And a sheath of steel over it.

“But the howling of dogs beside me,

And the wail of the old heroes,

And the weeping of the women by turns,

'Tis that vexes my heart.”

Oscar dies, after thanking the gods for his father's safety, and Oisīn and Keelta raise him on a bier of spears and carry him off under his banner, “The Terrible Sheaf,” for burial on the field where he died, and where a great green burial mound is still associated with his name. Finn takes no part in the battle. He is said to have come “in a ship” to view the field afterwards, and he wept over Oscar, a thing he had never done save once before, for his hound, Bran, whom he himself killed by accident. Possibly the reference to the ship is an indication that he had by this time passed away, and came to revisit the earth from the oversea kingdom of Death.

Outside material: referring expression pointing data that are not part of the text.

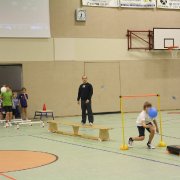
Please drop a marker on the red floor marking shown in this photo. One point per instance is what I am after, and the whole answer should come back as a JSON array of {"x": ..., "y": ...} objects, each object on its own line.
[
  {"x": 6, "y": 176},
  {"x": 173, "y": 112}
]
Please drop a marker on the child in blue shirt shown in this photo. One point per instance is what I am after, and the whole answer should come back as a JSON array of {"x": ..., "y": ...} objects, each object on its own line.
[
  {"x": 15, "y": 106},
  {"x": 23, "y": 99}
]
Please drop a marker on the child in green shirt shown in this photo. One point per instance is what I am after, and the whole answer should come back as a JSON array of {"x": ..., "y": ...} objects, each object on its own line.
[{"x": 7, "y": 104}]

There is in this tale of the Battle of Gowra a melancholy grandeur which gives it a place apart in the Ossianic literature. It is a fitting dirge for a great legendary epoch. Campbell tells us that the Scottish crofters and shepherds were wont to put off their bonnets when they recited it. He adds a strange and thrilling piece of modern folk-lore bearing on it. Two men, it is said, were out at night, probably sheep-stealing or on some other predatory occupation, and telling Fian tales as they went, when they observed two giant and shadowy figures talking to each other across the glen. One of the apparitions said to the other: “Do you see that man down below? I was the second door-post of battle on the day of Gowra, and that man there knows all about it better than myself.”

The End of Finn

As to Finn himself, it is strange that in all the extant mass of the Ossianic literature there should be no complete narrative of his death. There are references to it in the poetic legends, and annalists even date it, but the references conflict with each other, and so do the dates. There is no clear light to be obtained on the subject from either annalists or poets. Finn seems to have melted into the magic mist which enwraps so many of his deeds in life. Yet a popular tradition says that he and his great companions, Oscar and Keelta and Oisīn and the rest, never died, but lie, like Kaiser Barbarossa, spell-bound in an enchanted cave where they await the appointed time to reappear in glory and redeem their land from tyranny and wrong.